Leukaemia is a haematopoietic system malignancy depicted by the infiltration of the bone marrow, blood and other tissues by proliferative and abnormally differentiated cells of the haematopoietic system. The available therapies aim to induce cell death of these poorly differentiated cells by various means. The anthracycline doxorubicin (DOX) regime remains the standard first-line treatment for leukaemia. DOX has potent anticancer activity at higher dosage concentration and imparts cardiac, renal and hepatic toxicity. The disulfiram metabolite complex zinc diethyldithiocarbamate (Zn-DDC) has potent anticancer efficacy; however, it has a short half-life due to its instability in gastric juice and the blood stream.
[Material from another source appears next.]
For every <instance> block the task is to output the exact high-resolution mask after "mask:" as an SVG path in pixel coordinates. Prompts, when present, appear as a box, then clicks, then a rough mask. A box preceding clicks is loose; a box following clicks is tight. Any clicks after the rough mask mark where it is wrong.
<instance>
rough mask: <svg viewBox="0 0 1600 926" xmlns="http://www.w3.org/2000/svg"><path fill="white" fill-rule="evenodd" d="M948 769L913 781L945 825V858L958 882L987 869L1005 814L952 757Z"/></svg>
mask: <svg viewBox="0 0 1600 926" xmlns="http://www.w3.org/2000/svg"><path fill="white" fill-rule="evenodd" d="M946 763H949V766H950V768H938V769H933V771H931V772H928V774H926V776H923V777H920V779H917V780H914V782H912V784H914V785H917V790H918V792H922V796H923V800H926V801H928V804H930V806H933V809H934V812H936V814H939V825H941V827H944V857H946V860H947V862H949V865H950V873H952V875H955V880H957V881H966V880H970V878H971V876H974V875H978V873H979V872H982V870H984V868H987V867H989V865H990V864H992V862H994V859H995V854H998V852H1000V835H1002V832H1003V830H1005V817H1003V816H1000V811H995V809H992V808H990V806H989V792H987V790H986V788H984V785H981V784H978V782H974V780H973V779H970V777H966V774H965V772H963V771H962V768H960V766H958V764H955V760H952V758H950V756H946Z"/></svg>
The present study employed a thin-film hydration method to synthesise liposomal nanoparticles encapsulating DOX (DOX-NPs), Zn-DDC (Zn-DDC-NPs) and both Zn-DDC and DOX (Zn-DDC + DOX-NPs).In vitrocytotoxicity and antioxidant assays were performed to assess their cytotoxicity and antioxidant activity. The liposomes were evaluated against leukaemia in Wistar rats. After leukaemia induction through benzene, haematological and serological assays, morphological and histological examinations were conducted to evaluate treatment approaches. All liposomal formulations overcame their limitations, improved the blood parameters (p> 0.05), restored the hepatic and renal enzyme levels (p> 0.05), and reduced the blast cells in blood and tissues. However, in co-encapsulated liposomes, Zn-DDC reduced the cytotoxicity caused by DOX and provided results more analogous to normal.